(CNSNews.com) - Rep. John Murtha (D-Pa.) said Wednesday that he opposes the all-volunteer army and that a military draft, based on a lottery with no deferments, is necessary during wartime.  

Murtha painted a bleak picture of the U.S. military during his address, saying the armed forces are stretched too thin and that the number of new soldiers recruited without having a high school diploma had increased.

“I voted against the all-volunteer army because I didn’t think we could sustain a deployment in wartime without a draft,” Murtha said in a speech at the liberal Center for American Progress on Wednesday. “But we’ve had to lessen our requirements for the people going in and 82 percent now have diplomas.”

When asked if there could be a draft in the future if the military is stretched as thin as he presented, Murtha told CNSNews.com “everybody ought to serve” during wartime.

“Well, we’ll never be able to fight a conventional war where you have two fronts without a draft. You can’t do it – 70 percent of the people in World War II were drafted and 40 percent in Vietnam. The draftees did fine,” he said. “In peacetime, obviously you don’t necessarily need a draft, but I think in a wartime, everybody ought to serve and I think everybody ought to have the opportunity.”

In the draft during the Vietnam War, many people were exempted from military service through deferments if they were enrolled in college, for example. Murtha said there should be “no exceptions” in a draft today.
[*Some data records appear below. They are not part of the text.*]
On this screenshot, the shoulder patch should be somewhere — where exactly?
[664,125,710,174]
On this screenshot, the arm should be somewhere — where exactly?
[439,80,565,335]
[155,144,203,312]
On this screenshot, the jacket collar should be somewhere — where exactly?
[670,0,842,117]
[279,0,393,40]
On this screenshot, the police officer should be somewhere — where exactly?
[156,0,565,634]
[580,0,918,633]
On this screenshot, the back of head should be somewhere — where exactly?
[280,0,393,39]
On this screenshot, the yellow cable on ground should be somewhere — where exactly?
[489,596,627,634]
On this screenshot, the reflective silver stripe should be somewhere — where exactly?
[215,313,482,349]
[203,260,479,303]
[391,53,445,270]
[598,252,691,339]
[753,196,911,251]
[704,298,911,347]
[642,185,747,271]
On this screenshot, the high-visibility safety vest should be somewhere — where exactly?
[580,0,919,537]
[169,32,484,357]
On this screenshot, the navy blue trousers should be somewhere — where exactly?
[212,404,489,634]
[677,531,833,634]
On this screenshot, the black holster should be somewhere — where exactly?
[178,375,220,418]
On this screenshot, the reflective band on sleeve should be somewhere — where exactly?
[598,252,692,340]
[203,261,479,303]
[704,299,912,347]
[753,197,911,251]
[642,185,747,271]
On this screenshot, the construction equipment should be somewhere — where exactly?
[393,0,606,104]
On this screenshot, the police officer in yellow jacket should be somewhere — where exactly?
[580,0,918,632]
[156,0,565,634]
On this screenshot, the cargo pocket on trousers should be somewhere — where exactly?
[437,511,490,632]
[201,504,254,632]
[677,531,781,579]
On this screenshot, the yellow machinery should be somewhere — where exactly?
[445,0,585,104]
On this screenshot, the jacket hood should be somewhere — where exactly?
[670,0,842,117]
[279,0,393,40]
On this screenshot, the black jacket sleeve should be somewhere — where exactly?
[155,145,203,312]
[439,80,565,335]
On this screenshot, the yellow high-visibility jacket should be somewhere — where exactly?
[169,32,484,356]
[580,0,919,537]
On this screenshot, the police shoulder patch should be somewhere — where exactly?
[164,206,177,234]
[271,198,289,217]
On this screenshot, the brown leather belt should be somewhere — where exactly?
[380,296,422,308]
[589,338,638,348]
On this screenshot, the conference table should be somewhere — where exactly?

“Now, you’re not going to do what we did in World War II where you have 12 million people under arms but you need everybody to feel like they’re part of it,” he said. “So, you do it by lottery and you make no exceptions. And, you remember the big problem we had with the war was there were all kinds of exceptions. Everybody got out of it. Some guys had four or five – what do you call them, exemptions? Four or five deferments.”